Data Corruption in OS area

Status
Not open for further replies.

keithg

Explorer
Joined
May 15, 2013
Messages
92
Running FreeNAS for a couple years now. It is built on a Dell 390 workstation. I have 6Gb ECC RAM and have had no major issues to date. I have had a few minor problems and it was suggested that I go to 8Gb from 6Gb. It is a long story as to how hard it has been to find ram for this machine, but I finally received some and put it in yesterday. Powered down, pulled plug, removed the 2 sticks, replaced to bring it to 8Gb. Post shows 8Gb. Boot FreeNAS and it almost boots then has a kernel panic. Tried it again. same result. Powered down replaced the 2 sticks and replaced it with what I had previously (back to 6Gb). it boots up! Yea! now I have a critical error, though:
CRITICAL: The volume first_NAS (ZFS) state is ONLINE: One or more devices has experienced an error resulting in data corruption. Applications may be affected.
Ran zpool status -v and was initially told that there was an error in file '0x0'. Ran a scrub and now it says:

~# zpool status -v
pool: first_NAS
state: ONLINE
status: One or more devices has experienced an error resulting in data
corruption. Applications may be affected.
action: Restore the file in question if possible. Otherwise restore the
entire pool from backup.
see: http://illumos.org/msg/ZFS-8000-8A
scan: scrub repaired 448K in 1h37m with 8 errors on Mon May 4 22:18:39 2015
config:

NAME STATE READ WRITE CKSUM
first_NAS ONLINE 0 0 8
raidz1-0 ONLINE 0 0 16
gptid/acf0de37-9dd9-11e2-b519-001aa0149149 ONLINE 0 0 4
gptid/adf8a5c5-9dd9-11e2-b519-001aa0149149 ONLINE 0 0 2
gptid/aea9f082-9dd9-11e2-b519-001aa0149149 ONLINE 0 0 1

errors: Permanent errors have been detected in the following files:

/var/db/system/cores/python2.7.core

What is the best way to repair this? It doe snot appear that any of my data has been affected. Backup and wipe? Can/should I reinstall Freenas from scratch then use my config to restore the pool? It appeqars to be in the OS area and may affect any updated (python). There is also an update for it, but I have not clicked on it until I get this error resolved.

Regards,

Keith​
 
Last edited:

DrKK

FreeNAS Generalissimo
Joined
Oct 15, 2013
Messages
3,630
I think the best way to fix the problem is to get a motherboard that was not build in 2005. :) You almost certainly bought RAM that is not compatible with this workstation, resulting in the kernel panic. A quick view of the prices available from trustable vendors for this type of RAM indicates that you would be spending more on RAM for this machine than the machine itself would be worth.
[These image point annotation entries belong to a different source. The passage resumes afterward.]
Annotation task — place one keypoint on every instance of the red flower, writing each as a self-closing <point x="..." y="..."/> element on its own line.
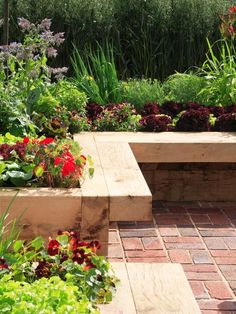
<point x="46" y="141"/>
<point x="57" y="161"/>
<point x="231" y="29"/>
<point x="26" y="140"/>
<point x="53" y="247"/>
<point x="68" y="167"/>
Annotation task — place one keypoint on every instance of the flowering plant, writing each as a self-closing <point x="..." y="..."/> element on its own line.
<point x="41" y="162"/>
<point x="67" y="257"/>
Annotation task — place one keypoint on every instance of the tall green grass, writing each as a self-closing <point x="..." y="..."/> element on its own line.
<point x="9" y="229"/>
<point x="152" y="38"/>
<point x="96" y="75"/>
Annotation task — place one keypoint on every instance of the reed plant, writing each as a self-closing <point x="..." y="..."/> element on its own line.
<point x="96" y="75"/>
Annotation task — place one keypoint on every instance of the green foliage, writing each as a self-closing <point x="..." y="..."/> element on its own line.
<point x="96" y="75"/>
<point x="182" y="87"/>
<point x="152" y="38"/>
<point x="9" y="230"/>
<point x="219" y="74"/>
<point x="70" y="97"/>
<point x="42" y="296"/>
<point x="140" y="92"/>
<point x="117" y="117"/>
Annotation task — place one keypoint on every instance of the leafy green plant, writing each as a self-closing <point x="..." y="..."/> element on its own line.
<point x="71" y="97"/>
<point x="73" y="260"/>
<point x="43" y="296"/>
<point x="140" y="92"/>
<point x="97" y="75"/>
<point x="183" y="87"/>
<point x="9" y="230"/>
<point x="220" y="75"/>
<point x="41" y="162"/>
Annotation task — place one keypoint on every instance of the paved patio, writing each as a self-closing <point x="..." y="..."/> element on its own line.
<point x="200" y="236"/>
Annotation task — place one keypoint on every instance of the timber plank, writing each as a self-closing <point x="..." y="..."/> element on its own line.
<point x="161" y="288"/>
<point x="122" y="302"/>
<point x="130" y="197"/>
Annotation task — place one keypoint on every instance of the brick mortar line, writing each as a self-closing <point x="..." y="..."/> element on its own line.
<point x="159" y="237"/>
<point x="218" y="269"/>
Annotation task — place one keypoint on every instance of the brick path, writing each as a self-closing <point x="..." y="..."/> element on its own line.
<point x="200" y="236"/>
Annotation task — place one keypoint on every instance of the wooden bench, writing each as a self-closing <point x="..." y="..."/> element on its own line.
<point x="151" y="289"/>
<point x="117" y="173"/>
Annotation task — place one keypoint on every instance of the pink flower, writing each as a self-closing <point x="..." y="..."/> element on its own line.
<point x="46" y="141"/>
<point x="57" y="161"/>
<point x="26" y="140"/>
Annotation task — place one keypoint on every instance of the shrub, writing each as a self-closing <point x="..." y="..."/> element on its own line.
<point x="42" y="296"/>
<point x="183" y="87"/>
<point x="193" y="120"/>
<point x="171" y="108"/>
<point x="141" y="92"/>
<point x="117" y="117"/>
<point x="97" y="75"/>
<point x="150" y="108"/>
<point x="156" y="123"/>
<point x="41" y="162"/>
<point x="70" y="97"/>
<point x="226" y="123"/>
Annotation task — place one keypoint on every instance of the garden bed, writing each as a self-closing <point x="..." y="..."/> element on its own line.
<point x="48" y="210"/>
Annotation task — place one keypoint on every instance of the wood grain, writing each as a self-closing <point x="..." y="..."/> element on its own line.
<point x="130" y="197"/>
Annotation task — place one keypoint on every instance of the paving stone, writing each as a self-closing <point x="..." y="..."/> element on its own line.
<point x="113" y="237"/>
<point x="200" y="219"/>
<point x="158" y="259"/>
<point x="203" y="210"/>
<point x="229" y="271"/>
<point x="185" y="246"/>
<point x="218" y="290"/>
<point x="201" y="257"/>
<point x="200" y="268"/>
<point x="215" y="243"/>
<point x="218" y="305"/>
<point x="115" y="251"/>
<point x="199" y="290"/>
<point x="203" y="276"/>
<point x="187" y="231"/>
<point x="168" y="231"/>
<point x="151" y="243"/>
<point x="219" y="218"/>
<point x="182" y="240"/>
<point x="230" y="242"/>
<point x="132" y="244"/>
<point x="144" y="254"/>
<point x="139" y="233"/>
<point x="223" y="253"/>
<point x="180" y="256"/>
<point x="210" y="231"/>
<point x="172" y="219"/>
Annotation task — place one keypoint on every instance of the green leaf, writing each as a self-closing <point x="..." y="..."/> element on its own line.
<point x="17" y="245"/>
<point x="63" y="239"/>
<point x="37" y="243"/>
<point x="38" y="171"/>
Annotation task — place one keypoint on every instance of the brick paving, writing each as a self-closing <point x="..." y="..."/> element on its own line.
<point x="199" y="236"/>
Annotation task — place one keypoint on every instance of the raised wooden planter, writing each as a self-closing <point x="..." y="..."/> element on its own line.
<point x="118" y="191"/>
<point x="50" y="210"/>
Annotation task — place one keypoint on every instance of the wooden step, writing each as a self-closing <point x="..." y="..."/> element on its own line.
<point x="151" y="288"/>
<point x="130" y="197"/>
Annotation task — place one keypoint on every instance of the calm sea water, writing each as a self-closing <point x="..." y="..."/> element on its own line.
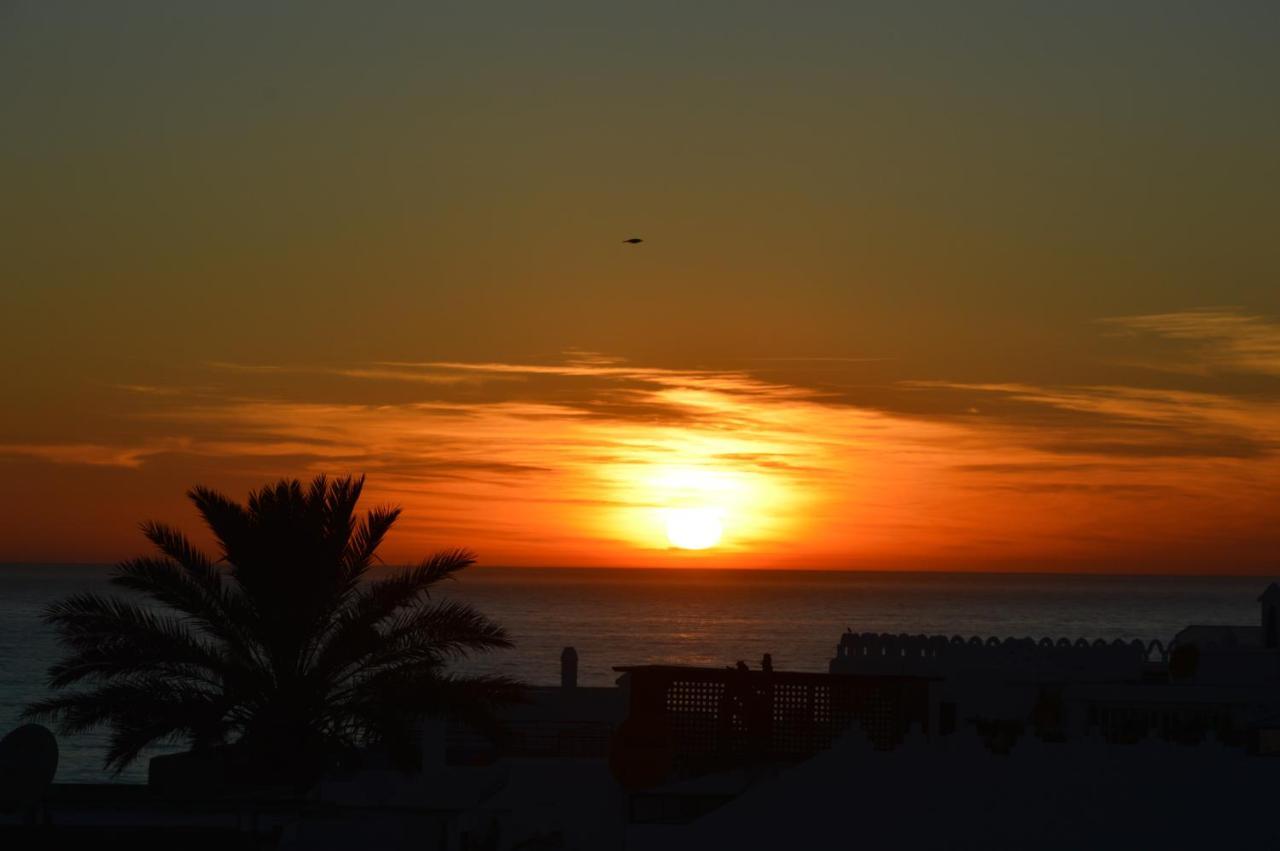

Maybe someone else can comment, but I think you'll be fine if you simply reinstall the FreeNAS and restore your config. We don't recommend running with 6GB. It could be a ticking time bomb.
 

keithg

Explorer
Joined
May 15, 2013
Messages
92
Actually, I poked around a bit. The only file found in 2 scrubs was that file listed above which is a core file from the failed boot. I deleted the file and scrubbed again. This time it looks like normal, no errors. I rebooted and it comes up clean with no alerts or warnings.

I'll test any memory on another machine before shutting down this server to install memory...

Thanks!

Keith
 

jgreco

Resident Grinch
Joined
May 29, 2011
Messages
18,680
When installing hardware, you're supposed to burn in your system again. This specifically includes memory.
 

wpirobotbuilder

Dabbler
Joined
Apr 21, 2014
Messages
16
I just encountered this same error on my system, but with 96GB of ECC memory (valid based on the QVL for the motherboard and memory) and a 6TB raw dataset, and no kernel panic. Tested the memory when I installed the system (more than a year ago), and will test it again now to check. Am not experiencing any visible data corruption, but of course that doesn't mean very much.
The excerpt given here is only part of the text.